MTV StadelngegenHerren I

Heim

MTV Stadeln

:

Noch kein Ergebnis

Gast

Herren I

Spielort

Halle noch nicht festgelegt

Zum Spiel

Vor- und Nachbericht

Vor dem Spiel

Fernduell um Relegationsplatz

Ein Sieg in Stadeln und der Drops ist gelutscht !

Fernduell nennt man das, wenn zwei Gegner sich an verschiedenen Schauplätzen um das Fell des Bären streiten, welches in Form des letzten direkten Nichtabstiegsplatzes noch zu verteilen ist. Die beiden Protagonisten sind dabei der HC Sulzbach und die TS Selb, die seit Wochen einen erbitterten Kampf um eben jenen Platz an der Sonne führen, der an diesem Samstag, dem letzten Spieltag der Landesliga Nord endgültig entschieden wird. Dabei haben die Herzogstädter immer noch einen Punkt Vorsprung und damit den Vorteil die Entscheidung aus eigener Kraft schaffen zu können. Während es für diese beiden Teams also noch einmal um alles geht, werden in den anderen Partien nur noch Ausflugsfahrten unternommen. Hier sind alle Entscheidungen um den Aufstieg (HC Erlangen), Relegation um den Aufstieg (TG Landshut) und um den direkten Abstieg (HG Kunstadt, VfB Forchheim, HG Amberg, HG Ansbach) bereits gefallen.

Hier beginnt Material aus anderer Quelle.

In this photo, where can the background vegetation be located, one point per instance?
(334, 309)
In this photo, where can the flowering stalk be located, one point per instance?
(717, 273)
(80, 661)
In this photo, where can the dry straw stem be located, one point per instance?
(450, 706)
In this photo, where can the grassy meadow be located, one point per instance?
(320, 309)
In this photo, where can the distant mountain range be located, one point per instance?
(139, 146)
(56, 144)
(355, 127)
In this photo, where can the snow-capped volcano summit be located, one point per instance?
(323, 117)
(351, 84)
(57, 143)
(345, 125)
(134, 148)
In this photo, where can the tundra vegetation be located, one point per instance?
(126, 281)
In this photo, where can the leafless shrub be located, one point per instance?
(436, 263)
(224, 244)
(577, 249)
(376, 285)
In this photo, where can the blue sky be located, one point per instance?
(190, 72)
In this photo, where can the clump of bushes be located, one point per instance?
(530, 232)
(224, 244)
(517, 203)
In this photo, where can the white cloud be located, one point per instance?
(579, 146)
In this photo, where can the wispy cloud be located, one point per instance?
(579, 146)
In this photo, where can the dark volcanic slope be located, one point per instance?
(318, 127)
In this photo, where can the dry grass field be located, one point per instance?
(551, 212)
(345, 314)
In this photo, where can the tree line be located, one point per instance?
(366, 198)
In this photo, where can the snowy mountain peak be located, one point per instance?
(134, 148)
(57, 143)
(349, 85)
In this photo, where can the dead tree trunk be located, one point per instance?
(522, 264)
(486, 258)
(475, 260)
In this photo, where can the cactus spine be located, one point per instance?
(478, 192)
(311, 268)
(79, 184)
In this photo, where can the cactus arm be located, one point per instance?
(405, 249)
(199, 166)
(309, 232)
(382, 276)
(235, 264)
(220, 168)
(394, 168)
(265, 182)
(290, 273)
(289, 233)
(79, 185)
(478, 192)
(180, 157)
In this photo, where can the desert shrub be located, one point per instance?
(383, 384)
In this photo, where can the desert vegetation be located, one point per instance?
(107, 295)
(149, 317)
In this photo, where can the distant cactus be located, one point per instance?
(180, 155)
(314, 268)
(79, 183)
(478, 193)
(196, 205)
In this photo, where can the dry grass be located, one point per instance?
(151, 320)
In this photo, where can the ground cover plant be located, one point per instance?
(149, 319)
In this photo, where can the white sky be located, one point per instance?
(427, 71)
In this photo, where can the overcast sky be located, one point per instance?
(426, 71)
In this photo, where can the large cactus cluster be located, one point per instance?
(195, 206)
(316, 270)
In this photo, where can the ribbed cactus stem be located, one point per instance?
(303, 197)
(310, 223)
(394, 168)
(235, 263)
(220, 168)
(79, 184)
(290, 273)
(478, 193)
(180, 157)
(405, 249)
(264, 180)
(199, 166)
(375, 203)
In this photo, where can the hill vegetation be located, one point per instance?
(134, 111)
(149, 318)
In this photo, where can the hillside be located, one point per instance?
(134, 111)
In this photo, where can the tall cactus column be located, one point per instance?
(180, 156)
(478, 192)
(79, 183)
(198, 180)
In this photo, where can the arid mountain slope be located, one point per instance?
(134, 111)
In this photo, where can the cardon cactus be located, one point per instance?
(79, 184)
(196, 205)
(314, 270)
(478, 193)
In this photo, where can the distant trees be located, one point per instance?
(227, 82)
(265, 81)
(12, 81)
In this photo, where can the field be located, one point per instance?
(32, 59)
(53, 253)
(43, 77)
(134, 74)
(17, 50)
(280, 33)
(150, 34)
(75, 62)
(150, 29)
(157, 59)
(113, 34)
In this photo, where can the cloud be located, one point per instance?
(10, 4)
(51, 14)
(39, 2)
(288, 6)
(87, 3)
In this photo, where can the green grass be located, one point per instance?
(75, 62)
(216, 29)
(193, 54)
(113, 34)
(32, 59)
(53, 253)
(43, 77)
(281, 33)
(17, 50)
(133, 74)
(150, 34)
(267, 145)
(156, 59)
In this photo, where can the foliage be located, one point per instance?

Ein Sieg würde den Sulzbacher Handballern also reichen um alles klar zu machen. Diese Vorgabe sollen die Herzogstädter am Samstag um 17.00 Uhr beim MTV Stadeln realisieren. Der Ort der Entscheidung ist die Sporthalle Stadeln in der Hans-Sachs-Straße 30. Der Gegner aus Stadeln hat sich sehr lange in der Spitzengruppe der Liga gehalten, ehe er am Schluss der Runde etwas Probleme bekam und einige Plätze nach unten abfiel. Doch obwohl der Gastgeber nur einen Tabellenplatz und zwei Punkte vor den Sulzbachern rangiert, sind die Fürther schon lange gesichert und hatten nie mit dem Abstieg zu tun. Zu stark waren die Auftritte der Truppe von Coach Klaus Jahn besonders in der Hinrunde. Das mussten auch die Oberpfälzer erfahren, die das Hinspiel in der Realschulhalle glatt mit 28:33 Toren verloren.

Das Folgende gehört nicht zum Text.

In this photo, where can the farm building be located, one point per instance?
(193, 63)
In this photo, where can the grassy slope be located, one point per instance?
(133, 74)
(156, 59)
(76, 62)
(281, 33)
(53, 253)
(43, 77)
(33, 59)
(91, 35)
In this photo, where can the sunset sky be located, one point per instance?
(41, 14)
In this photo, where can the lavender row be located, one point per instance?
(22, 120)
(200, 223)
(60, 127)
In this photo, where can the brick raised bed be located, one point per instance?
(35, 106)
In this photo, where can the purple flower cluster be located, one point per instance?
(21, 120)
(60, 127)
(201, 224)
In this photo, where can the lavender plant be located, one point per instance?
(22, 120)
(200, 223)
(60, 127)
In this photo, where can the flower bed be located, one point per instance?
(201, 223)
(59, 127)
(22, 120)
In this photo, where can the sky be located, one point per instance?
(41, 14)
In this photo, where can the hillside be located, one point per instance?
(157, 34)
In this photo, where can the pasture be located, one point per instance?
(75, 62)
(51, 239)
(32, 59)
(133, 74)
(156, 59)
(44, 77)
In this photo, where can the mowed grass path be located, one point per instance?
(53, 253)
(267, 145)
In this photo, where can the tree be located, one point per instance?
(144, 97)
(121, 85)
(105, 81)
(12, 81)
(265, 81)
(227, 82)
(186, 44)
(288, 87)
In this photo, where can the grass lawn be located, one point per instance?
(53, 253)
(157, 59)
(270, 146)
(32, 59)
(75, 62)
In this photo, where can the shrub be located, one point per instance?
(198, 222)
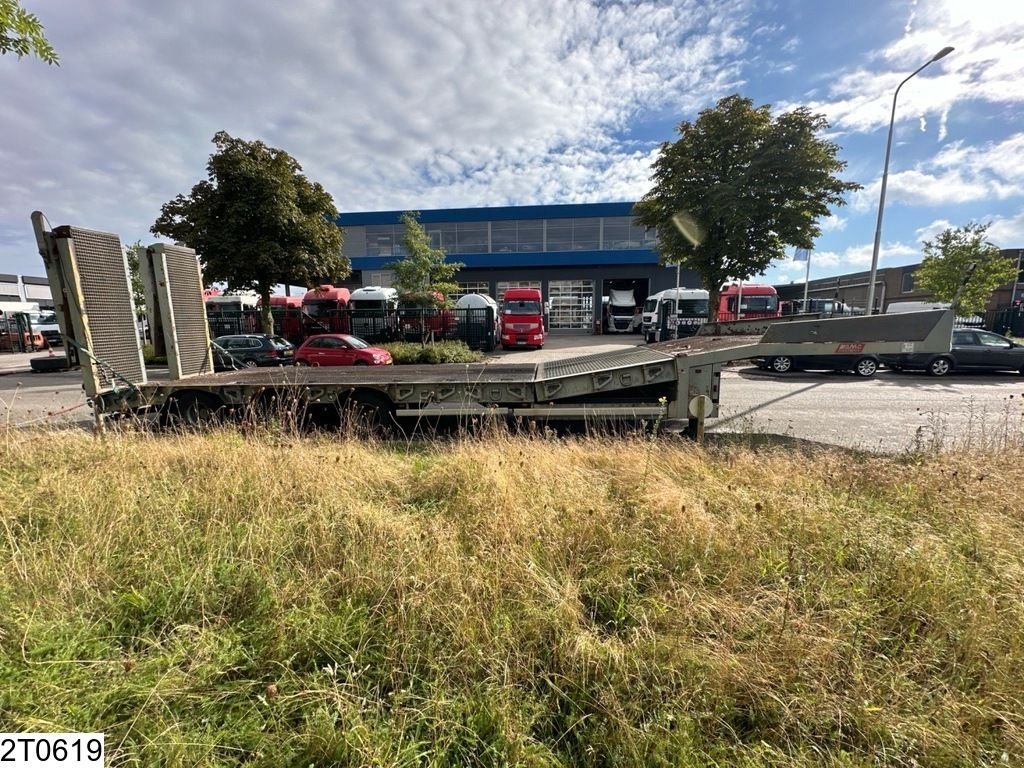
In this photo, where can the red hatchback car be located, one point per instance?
(340, 349)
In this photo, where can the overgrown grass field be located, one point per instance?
(233, 599)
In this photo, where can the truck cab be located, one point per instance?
(324, 310)
(522, 318)
(748, 301)
(235, 312)
(287, 313)
(622, 308)
(682, 310)
(373, 312)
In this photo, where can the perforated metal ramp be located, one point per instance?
(174, 302)
(603, 361)
(607, 372)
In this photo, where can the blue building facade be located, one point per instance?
(576, 254)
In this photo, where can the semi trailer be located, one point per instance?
(680, 385)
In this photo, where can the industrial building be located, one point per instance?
(576, 254)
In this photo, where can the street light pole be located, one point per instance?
(885, 178)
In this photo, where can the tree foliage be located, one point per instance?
(947, 259)
(749, 185)
(423, 271)
(22, 34)
(256, 221)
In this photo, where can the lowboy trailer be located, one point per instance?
(91, 288)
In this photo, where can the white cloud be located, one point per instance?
(987, 65)
(958, 173)
(1007, 231)
(389, 104)
(860, 255)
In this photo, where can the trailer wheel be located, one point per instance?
(193, 411)
(865, 368)
(940, 367)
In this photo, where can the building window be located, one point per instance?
(558, 235)
(616, 232)
(586, 235)
(441, 236)
(471, 238)
(503, 238)
(529, 237)
(381, 241)
(383, 279)
(471, 287)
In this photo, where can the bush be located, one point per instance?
(406, 353)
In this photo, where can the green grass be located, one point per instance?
(229, 600)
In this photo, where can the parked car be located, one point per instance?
(224, 360)
(862, 365)
(971, 350)
(340, 349)
(258, 349)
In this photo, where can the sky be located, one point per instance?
(410, 104)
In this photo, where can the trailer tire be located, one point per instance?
(865, 368)
(941, 366)
(193, 411)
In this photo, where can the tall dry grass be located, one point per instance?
(263, 600)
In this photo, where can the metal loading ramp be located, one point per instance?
(607, 372)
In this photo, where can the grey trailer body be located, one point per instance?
(637, 383)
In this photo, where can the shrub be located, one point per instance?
(406, 353)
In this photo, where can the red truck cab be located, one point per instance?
(755, 302)
(324, 310)
(522, 318)
(287, 313)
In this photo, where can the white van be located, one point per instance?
(975, 321)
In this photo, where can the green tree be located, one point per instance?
(947, 259)
(423, 271)
(256, 221)
(22, 34)
(738, 186)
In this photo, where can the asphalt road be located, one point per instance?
(890, 412)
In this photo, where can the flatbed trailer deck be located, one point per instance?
(678, 380)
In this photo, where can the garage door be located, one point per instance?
(503, 287)
(571, 304)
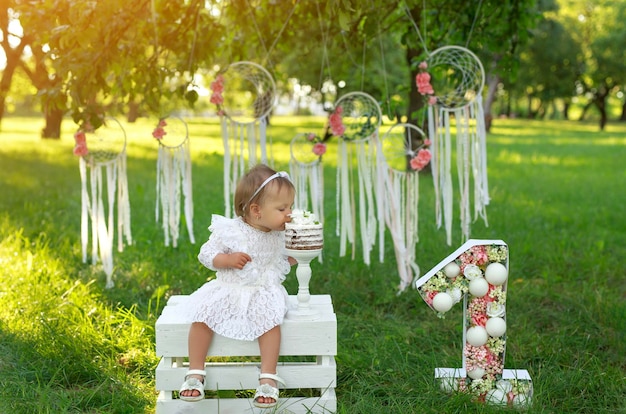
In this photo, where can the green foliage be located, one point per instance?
(69, 345)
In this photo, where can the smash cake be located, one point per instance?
(304, 232)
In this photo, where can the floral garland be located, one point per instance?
(319, 147)
(159, 132)
(217, 91)
(480, 272)
(424, 87)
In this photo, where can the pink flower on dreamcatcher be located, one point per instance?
(217, 89)
(80, 149)
(422, 158)
(159, 131)
(336, 123)
(319, 148)
(424, 87)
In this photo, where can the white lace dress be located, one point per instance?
(242, 304)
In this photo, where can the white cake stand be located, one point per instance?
(303, 273)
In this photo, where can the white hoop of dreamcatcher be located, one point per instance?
(245, 94)
(173, 178)
(103, 182)
(399, 195)
(458, 78)
(356, 121)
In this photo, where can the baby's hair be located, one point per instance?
(250, 183)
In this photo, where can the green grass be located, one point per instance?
(558, 190)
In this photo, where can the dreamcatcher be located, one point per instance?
(103, 182)
(399, 160)
(244, 94)
(173, 178)
(305, 168)
(452, 79)
(356, 121)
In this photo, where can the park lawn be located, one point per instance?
(558, 189)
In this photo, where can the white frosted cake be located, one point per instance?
(304, 232)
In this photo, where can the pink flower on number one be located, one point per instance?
(423, 83)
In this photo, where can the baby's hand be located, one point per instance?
(238, 260)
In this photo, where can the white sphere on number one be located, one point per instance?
(452, 270)
(496, 327)
(442, 302)
(479, 287)
(496, 274)
(476, 336)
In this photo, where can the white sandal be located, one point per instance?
(193, 384)
(267, 391)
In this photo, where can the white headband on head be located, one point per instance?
(282, 174)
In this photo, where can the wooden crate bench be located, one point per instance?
(309, 348)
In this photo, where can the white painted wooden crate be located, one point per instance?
(310, 348)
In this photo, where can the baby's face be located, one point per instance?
(276, 208)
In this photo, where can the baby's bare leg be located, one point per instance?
(200, 337)
(269, 347)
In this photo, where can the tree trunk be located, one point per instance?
(601, 104)
(492, 87)
(54, 117)
(12, 60)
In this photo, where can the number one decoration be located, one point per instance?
(477, 273)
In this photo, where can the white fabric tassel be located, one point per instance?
(252, 143)
(123, 203)
(479, 158)
(94, 188)
(84, 210)
(446, 178)
(227, 166)
(174, 181)
(463, 169)
(187, 189)
(345, 220)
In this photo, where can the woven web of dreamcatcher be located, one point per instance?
(361, 116)
(106, 143)
(399, 195)
(174, 180)
(457, 76)
(249, 92)
(104, 194)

Keine leichte Aufgabe wird das also für den HCS, der vermutlich in Bestbesetzung antreten kann. Nur der Chef fehlt. Trainer Christian Rohrbach ist leider beruflich unabkömmlich und kann nicht mit nach Mittelfranken reisen. Da muss wieder einmal der Sulzbacher Ex-Trainer Günter Ströhl aushelfen und das Team in diesem so wichtigen Spiel coachen. Doch der Handballfachmann genießt das uneingeschränkte Vertrauen der Mannschaft und so dürfte dies kein großes Problem darstellen. Schwieriger dürfte es da schon werden, der Truppe die richtige Mixtur aus Kampfgeist, Leidenschaft aber auch Nervenstärke und Routine einzuverleiben. Zu oft scheiterte das Team in den letzten Wochen am Fehlen der einen oder andern Zutat. Wenn das Rezept jedoch stimmt, kann die Mannschaft jeden Gegner schlagen und braucht sich vor der Aufgabe in Stadeln nicht zu fürchten.

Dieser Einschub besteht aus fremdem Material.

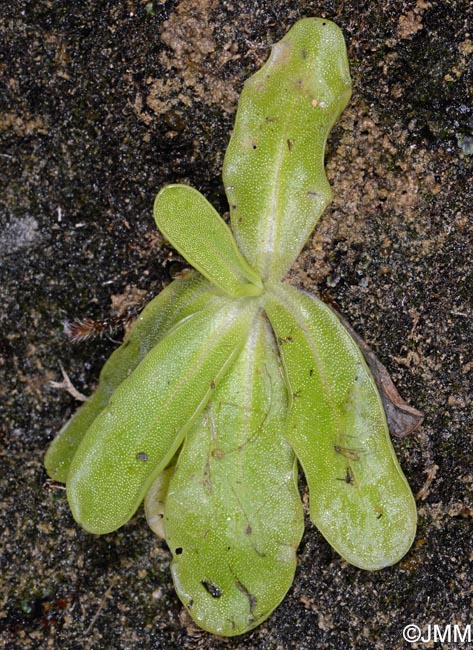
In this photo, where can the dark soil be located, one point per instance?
(102, 103)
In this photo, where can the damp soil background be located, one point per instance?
(102, 103)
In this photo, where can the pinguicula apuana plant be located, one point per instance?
(230, 379)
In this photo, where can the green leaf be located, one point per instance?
(359, 497)
(273, 171)
(197, 231)
(233, 517)
(133, 439)
(180, 299)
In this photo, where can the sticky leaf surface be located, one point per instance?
(359, 497)
(273, 171)
(135, 436)
(198, 232)
(233, 517)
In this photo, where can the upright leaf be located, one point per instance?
(359, 497)
(180, 299)
(197, 231)
(136, 435)
(273, 171)
(233, 516)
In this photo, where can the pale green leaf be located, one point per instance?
(133, 439)
(199, 234)
(233, 517)
(181, 298)
(359, 497)
(273, 171)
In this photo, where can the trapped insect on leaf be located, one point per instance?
(231, 380)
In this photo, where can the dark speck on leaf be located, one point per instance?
(213, 590)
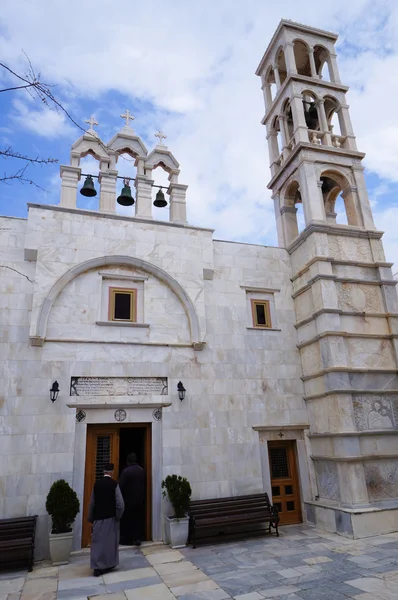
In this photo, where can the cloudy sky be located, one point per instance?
(188, 68)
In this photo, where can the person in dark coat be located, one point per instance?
(105, 511)
(132, 486)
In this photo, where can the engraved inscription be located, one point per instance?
(375, 412)
(118, 386)
(382, 480)
(327, 479)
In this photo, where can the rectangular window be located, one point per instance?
(122, 304)
(261, 313)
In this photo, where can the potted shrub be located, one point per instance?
(62, 505)
(178, 491)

Sollte man trotzdem in Fürth verlieren, bleibt noch die letzte Hoffnung, dass auch die Handballer aus Selb straucheln. Der letzte Trumpf heißt also HG Amberg, wo die Porzellanstädter ihren Teil des Fernduells bestreiten müssen. Klappt auch das nicht „freuen“ sich die Herzogstädter schon auf die Relegationsspiele am darauf folgenden Wochenende gegen den Südvertreter TSV Allach. Damit beschäftigen sich die Herzogstädter jedoch nur am Rande, denn am Samstag soll in Stadeln alles klar gemacht werden.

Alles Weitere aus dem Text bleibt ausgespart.